Seme di senape
L'altare dell'Incarnazione e il deserto di Antonio abate

In una lettera di sant'Antonio abate si trova un'esortazione a prendere il nostro corpo mortale per trasformare la condizione di peccatori in un altare; il monaco del deserto ne spiega così la ragione: "il Padre delle creature fu mosso a pietà per questa nostra ferita che non poteva essere guarita da nessuna creatura, ma solamente dalla bontà del Padre. Ci mandò allora il suo Figlio unigenito che, a motivo della nostra schiavitù, ha assunto la condizione di servo e ha consegnato se stesso per i nostri peccati" (Lettera 4, 7-8).
Il motivo per cui il Verbo divino s'è incarnato è tracciato dall'abate del deserto egiziano; è il mistero del Natale a trasmettere una gioia sicura nella vita di Antonio. Atanasio, vescovo di Alessandria, descrive così la condizione di Antonio che "non appariva né triste né svigorito dal piacere, né dominato dal riso o dall'afflizione"; dinanzi a un gruppo di ospiti, Antonio "non gioiva perché salutato da tanta gente, ma era in perfetto equilibrio, governato dal Verbo, nella sua condizione naturale" (Vita Antonii, 14,3).
Recuperare la condizione di vita "secondo natura" era trasmesso nella teologia patristica greca come un segno dello stato dell'uomo prima del peccato; ed anzi, il consacrarsi a Dio con i voti di povertà, castità e obbedienza, è stato sempre visto nella Chiesa come un pieno sviluppo della vita naturale; la natura umana, però, ferita dal peccato, si reintegra a Dio per mezzo del Verbo incarnato. Il mistero del Natale è la celebrazione del Figlio di natura divina, nato da Maria Vergine secondo natura umana. La nostra condizione umana diviene insomma degno altare dell'Incarnazione, in quanto la natura umana è assunta dal Figlio che s'incarna per compiervi un sacrificio di lode.
È un disegno di vita che nella teologia è chiamato reductio ad unum: in altre parole, tutti i misteri della vita di Gesù Cristo riassumono tutti i misteri della vita dell'uomo, tutte le vicende della storia e tutte le aspirazioni dei popoli. Questo concetto non sfuggiva ai primi interpreti della Bibbia; facendo una traduzione più libera, troviamo al passo del salmo 86,11b, nella versione greca di Aquila troviamo ad esempio: "rendi monaco il mio cuore". Con questa traduzione si riprendeva l'insegnamento monastico.

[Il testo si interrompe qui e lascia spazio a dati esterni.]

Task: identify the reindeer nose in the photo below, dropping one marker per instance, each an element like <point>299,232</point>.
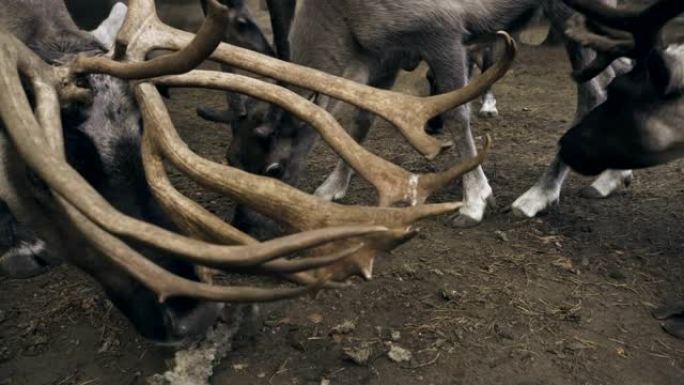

A voler seguire il testo ebraico si avrebbe: "rendi raccolto il mio cuore nel timore del tuo nome". È una preghiera rivolta a Dio e il salmo traccia un programma di vita spirituale. Al passo indicato il verbo ebraico è un imperativo piel; può l'uomo ordinare qualcosa a Dio? Più avanti giunge la chiave interpretativa del salmo: "concedi forza al tuo servo e salva il figlio della tua ancella" (v. 16).
È un passaggio che impegna a riconoscere il mirabile mistero nel quale il Verbo divino accetta la condizione di divenire servo dell'umanità e per compiere tale missione ricevuta dal Padre si consegna in Spirito Santo ad una creatura, la più eccelsa, "umile e alta, più che creatura" - (Dante Alighieri). Maria Vergine è dunque l'ancella che concorre alla salvezza del mondo per la ragione di essere Madre di Gesù redentore.
La vita di Antonio abate fu sotto il segno del Verbo incarnato; l'austero monaco del deserto, come testimonia sant'Atanasio, invitava ad abbandonarsi con serena fiducia al crocifisso per vincere le insidie del demonio e a trepidare di premurosa esultanza per trasmettere l'annunzio del Signore risorto. È per questo motivo che Antonio abate (come altri del resto) si spingeva a vivere fin nel deserto, per annunziare anche in un luogo aspro la vittoria del Risorto glorioso.
La tradizione liturgica e monastica, francese in particolare, invita a vedere in Antonio abate non tanto l'eroe solitario, "ammirevole" per virtù di fronte alle tentazioni, ma il mistero "mirabile" del Verbo che incarnandosi ha manifestato nella condizione umana i "mirabilia Dei". Antonio abate non è l'atleta delle tentazioni. La "vita mirabilis" di Antonio è prolungamento dell'Incarnazione del Verbo divino.
Concludiamo con un'altra possibile, e non meno fedele, traduzione di Sal 86,11b: "il cuore si rallegri e tema il tuo nome". Questa esortazione diventi una forma di vita.